Brandon packte das Seitenteil von Coopers Krankenhausbett und Cooper beobachtete mit losgelöster Faszination, wie seine Knöchel weiß wurden. »Ob du gefallen bist? Ob du gefallen bist?«

»Ich schätze, das heißt Ja.« Er konnte seine Schulter nicht bewegen, seine Rippen schienen bandagiert zu sein und seine Hüfte fühlte sich nicht toll an und…

»Ein Lift war unterwegs!«, fauchte Brandon mit belegter Stimme.

Cooper blickte zu ihm hoch in Brandons grüne, an den Rändern gerötete Augen. »Ich weiß«, sagte er ruhig. »Ich habe ihn gerufen. Aber der Hubsteiger war näher…«

»Du hättest warten sollen.« Brandons Ärger schien an Biss zu verlieren und er sank resigniert auf den Stuhl beim Krankenbett, wobei er mit den Händen durch sein rotbraunes Haar fuhr.

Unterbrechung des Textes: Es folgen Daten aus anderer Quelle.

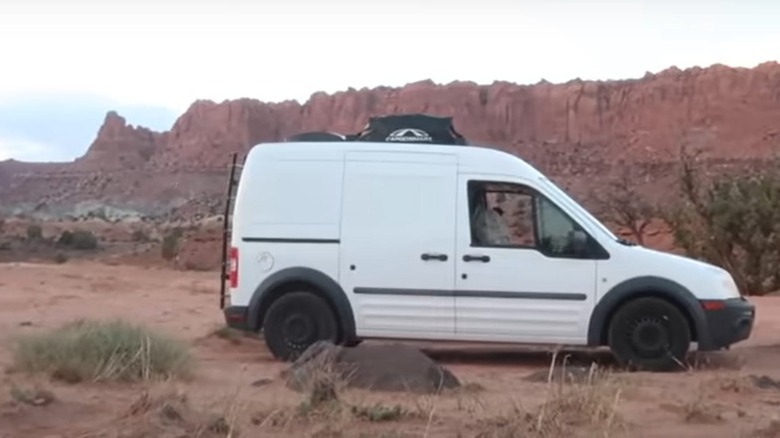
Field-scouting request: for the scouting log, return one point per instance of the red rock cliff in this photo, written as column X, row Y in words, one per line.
column 120, row 146
column 732, row 110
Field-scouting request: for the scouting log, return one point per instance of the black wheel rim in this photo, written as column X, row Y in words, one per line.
column 649, row 337
column 298, row 330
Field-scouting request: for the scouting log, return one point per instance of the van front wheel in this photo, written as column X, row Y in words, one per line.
column 295, row 321
column 650, row 334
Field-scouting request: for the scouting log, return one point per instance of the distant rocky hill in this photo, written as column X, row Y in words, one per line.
column 579, row 132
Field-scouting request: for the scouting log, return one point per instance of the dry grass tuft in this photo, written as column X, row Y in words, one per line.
column 591, row 404
column 169, row 413
column 102, row 351
column 572, row 405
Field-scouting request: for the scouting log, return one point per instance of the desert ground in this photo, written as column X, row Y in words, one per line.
column 236, row 384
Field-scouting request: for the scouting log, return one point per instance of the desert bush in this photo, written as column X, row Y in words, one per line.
column 78, row 239
column 732, row 220
column 621, row 204
column 102, row 351
column 34, row 232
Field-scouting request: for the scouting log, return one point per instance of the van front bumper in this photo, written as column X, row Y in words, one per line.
column 237, row 317
column 728, row 322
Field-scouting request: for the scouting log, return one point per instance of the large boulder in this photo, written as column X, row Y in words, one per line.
column 390, row 367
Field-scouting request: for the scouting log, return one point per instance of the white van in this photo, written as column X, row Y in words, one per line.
column 406, row 239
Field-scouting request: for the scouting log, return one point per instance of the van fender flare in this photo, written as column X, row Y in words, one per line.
column 644, row 286
column 264, row 294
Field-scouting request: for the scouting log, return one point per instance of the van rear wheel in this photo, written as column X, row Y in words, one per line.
column 295, row 321
column 650, row 334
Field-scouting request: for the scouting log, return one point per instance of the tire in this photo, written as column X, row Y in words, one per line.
column 664, row 327
column 295, row 321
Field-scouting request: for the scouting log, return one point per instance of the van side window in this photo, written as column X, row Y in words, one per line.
column 516, row 216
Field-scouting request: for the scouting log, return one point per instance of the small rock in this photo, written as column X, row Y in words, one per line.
column 261, row 382
column 765, row 382
column 375, row 367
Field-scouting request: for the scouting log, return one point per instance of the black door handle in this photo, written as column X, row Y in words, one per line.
column 470, row 258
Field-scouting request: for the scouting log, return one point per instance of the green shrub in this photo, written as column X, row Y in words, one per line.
column 102, row 351
column 34, row 232
column 140, row 236
column 732, row 220
column 170, row 243
column 78, row 239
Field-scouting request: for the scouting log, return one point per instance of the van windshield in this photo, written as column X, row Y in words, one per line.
column 572, row 204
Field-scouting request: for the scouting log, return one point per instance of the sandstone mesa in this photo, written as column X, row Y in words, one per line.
column 575, row 131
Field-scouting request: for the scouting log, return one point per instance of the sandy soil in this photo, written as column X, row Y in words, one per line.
column 718, row 399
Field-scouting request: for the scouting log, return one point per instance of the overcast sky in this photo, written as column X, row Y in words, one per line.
column 168, row 53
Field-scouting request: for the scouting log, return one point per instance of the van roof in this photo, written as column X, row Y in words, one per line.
column 471, row 158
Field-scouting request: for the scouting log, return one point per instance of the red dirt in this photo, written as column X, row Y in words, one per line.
column 716, row 400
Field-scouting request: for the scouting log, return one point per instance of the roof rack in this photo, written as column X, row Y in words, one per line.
column 316, row 136
column 396, row 128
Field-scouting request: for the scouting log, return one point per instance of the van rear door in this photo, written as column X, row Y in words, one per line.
column 397, row 242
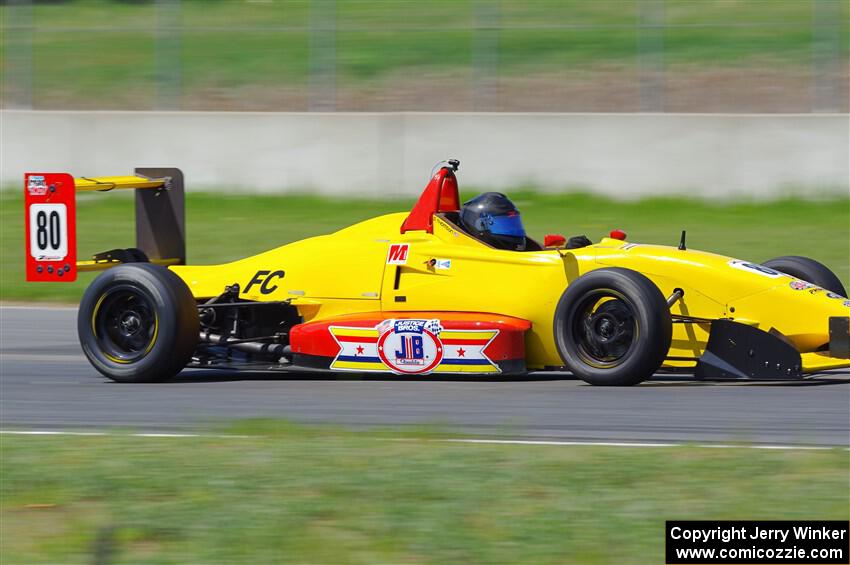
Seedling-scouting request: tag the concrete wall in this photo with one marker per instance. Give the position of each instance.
(628, 155)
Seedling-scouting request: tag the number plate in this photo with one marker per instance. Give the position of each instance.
(50, 215)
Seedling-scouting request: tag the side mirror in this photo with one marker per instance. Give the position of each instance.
(554, 240)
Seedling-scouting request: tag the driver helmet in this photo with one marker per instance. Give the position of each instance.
(493, 218)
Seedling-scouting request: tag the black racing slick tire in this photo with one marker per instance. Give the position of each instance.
(137, 323)
(613, 327)
(808, 270)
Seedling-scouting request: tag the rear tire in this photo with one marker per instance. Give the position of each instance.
(808, 270)
(613, 327)
(138, 322)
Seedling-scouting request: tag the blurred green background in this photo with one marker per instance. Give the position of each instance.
(279, 493)
(500, 55)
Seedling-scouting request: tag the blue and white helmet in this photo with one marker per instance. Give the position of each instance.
(494, 219)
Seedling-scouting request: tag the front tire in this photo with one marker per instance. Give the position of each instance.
(808, 270)
(613, 327)
(138, 322)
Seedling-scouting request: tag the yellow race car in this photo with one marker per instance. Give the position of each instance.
(426, 292)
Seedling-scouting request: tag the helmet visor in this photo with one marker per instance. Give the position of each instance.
(507, 225)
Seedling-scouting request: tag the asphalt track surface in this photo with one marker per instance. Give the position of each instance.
(47, 384)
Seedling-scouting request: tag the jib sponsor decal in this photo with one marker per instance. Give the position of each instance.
(36, 185)
(412, 347)
(397, 255)
(800, 285)
(755, 268)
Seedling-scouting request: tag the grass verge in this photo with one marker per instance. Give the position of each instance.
(262, 46)
(308, 495)
(223, 228)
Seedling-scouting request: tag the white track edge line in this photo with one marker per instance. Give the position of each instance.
(564, 443)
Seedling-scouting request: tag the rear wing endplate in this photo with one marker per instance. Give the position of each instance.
(51, 229)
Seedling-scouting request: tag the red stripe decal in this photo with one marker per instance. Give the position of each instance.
(465, 341)
(356, 339)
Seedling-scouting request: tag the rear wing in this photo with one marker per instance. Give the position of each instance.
(51, 229)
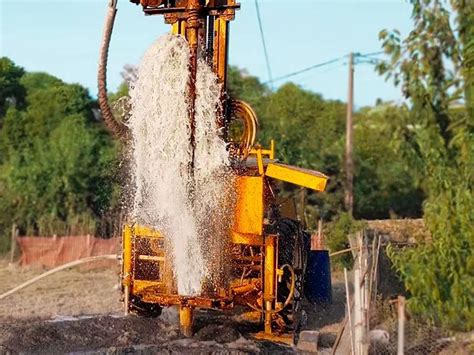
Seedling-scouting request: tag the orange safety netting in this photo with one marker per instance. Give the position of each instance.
(55, 251)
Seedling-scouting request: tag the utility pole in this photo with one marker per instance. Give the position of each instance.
(349, 194)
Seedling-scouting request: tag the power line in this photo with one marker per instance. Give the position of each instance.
(270, 79)
(370, 54)
(306, 69)
(319, 65)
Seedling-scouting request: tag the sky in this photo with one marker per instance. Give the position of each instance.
(62, 37)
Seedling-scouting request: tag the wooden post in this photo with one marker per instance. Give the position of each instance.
(358, 321)
(349, 310)
(13, 243)
(349, 198)
(401, 325)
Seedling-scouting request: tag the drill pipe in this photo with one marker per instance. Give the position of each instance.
(193, 25)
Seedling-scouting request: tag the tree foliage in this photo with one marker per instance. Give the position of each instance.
(436, 137)
(56, 160)
(309, 132)
(11, 91)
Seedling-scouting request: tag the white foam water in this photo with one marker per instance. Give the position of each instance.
(160, 129)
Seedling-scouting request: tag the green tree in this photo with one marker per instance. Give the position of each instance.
(437, 139)
(11, 90)
(58, 163)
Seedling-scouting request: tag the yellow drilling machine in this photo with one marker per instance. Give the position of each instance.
(268, 246)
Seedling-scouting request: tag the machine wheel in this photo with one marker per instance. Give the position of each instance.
(144, 309)
(293, 244)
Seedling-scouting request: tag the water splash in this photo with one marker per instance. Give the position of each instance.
(161, 154)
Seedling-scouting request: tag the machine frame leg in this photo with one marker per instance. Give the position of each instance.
(186, 320)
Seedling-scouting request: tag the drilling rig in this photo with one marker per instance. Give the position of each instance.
(268, 244)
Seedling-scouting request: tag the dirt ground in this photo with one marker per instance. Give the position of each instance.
(79, 311)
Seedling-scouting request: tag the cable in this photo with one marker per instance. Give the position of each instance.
(306, 69)
(319, 65)
(263, 43)
(370, 54)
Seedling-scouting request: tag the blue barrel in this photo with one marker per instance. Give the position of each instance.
(318, 286)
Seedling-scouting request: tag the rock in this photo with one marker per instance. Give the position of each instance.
(327, 340)
(308, 341)
(170, 315)
(219, 333)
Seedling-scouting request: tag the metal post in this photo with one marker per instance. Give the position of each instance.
(13, 243)
(269, 280)
(349, 197)
(401, 325)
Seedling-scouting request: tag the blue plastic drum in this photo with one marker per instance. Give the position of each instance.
(318, 286)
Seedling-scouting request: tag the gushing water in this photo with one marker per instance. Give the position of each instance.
(161, 154)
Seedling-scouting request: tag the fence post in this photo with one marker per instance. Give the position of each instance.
(13, 243)
(349, 311)
(401, 325)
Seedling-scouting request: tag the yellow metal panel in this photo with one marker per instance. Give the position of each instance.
(143, 231)
(127, 254)
(247, 239)
(139, 286)
(249, 207)
(298, 176)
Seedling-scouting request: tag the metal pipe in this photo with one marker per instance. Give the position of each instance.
(192, 35)
(117, 128)
(269, 280)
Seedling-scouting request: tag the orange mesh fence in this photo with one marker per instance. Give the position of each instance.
(54, 251)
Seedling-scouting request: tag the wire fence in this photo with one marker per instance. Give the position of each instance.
(396, 331)
(379, 322)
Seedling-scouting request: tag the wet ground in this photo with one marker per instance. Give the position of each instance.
(79, 312)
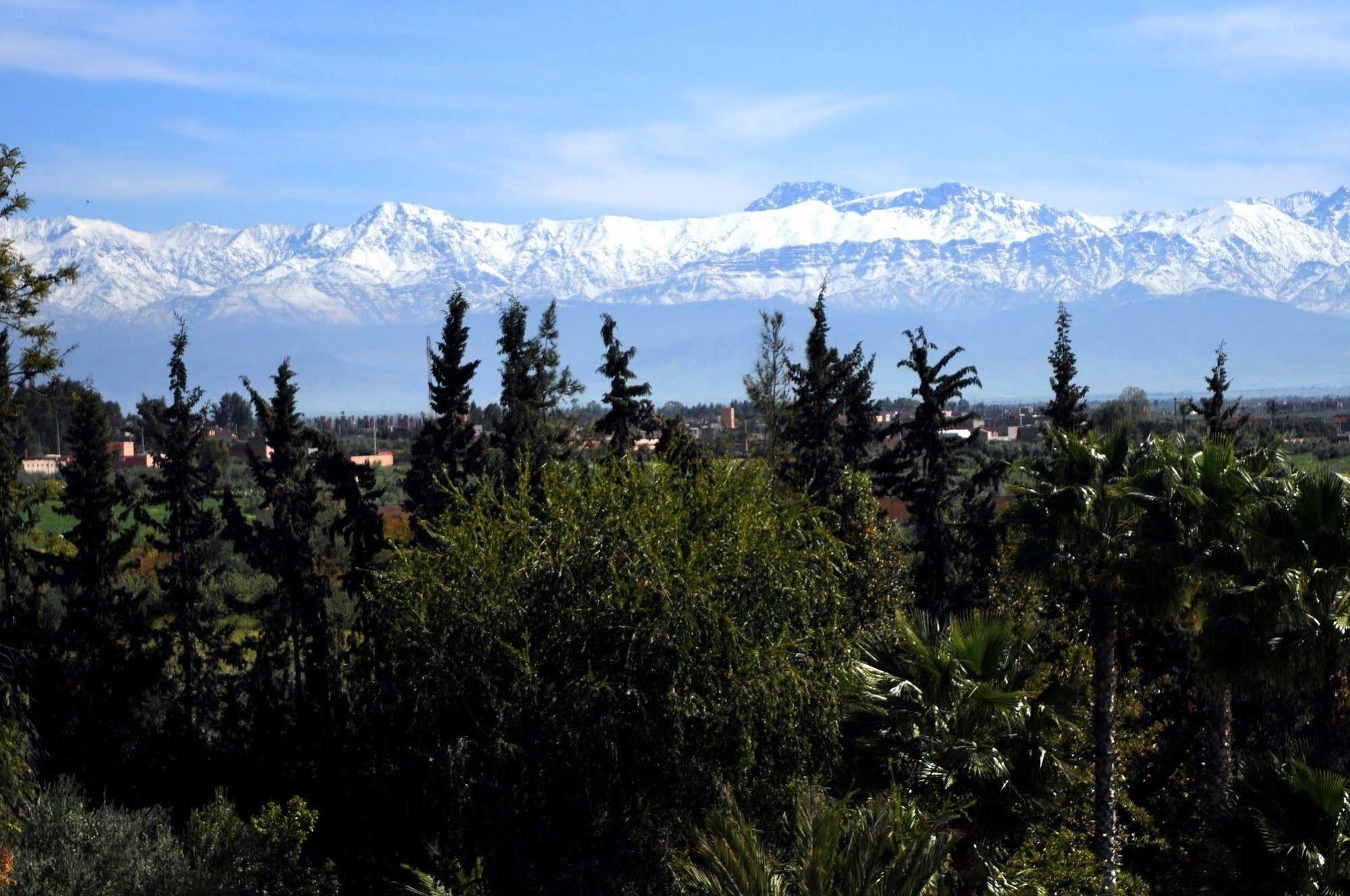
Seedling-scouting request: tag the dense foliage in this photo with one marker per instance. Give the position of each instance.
(1114, 659)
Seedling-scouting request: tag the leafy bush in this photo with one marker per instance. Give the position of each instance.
(68, 847)
(583, 662)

»Wally sagte, es sei ein Eilauftrag. Ich wollte nicht zur –«

»Last fallen?«, fragte Brandon sarkastisch. Da stand ein Mann neben ihm. Cooper kniff die Augen zusammen in dem Versuch, den Fremden zu fokussieren.

»Ja«, murmelte Coop. »Wenn man eine Last ist, schießen sie dich ab.« Machte seine Arbeitsstelle so was? Er konnte sich nicht erinnern.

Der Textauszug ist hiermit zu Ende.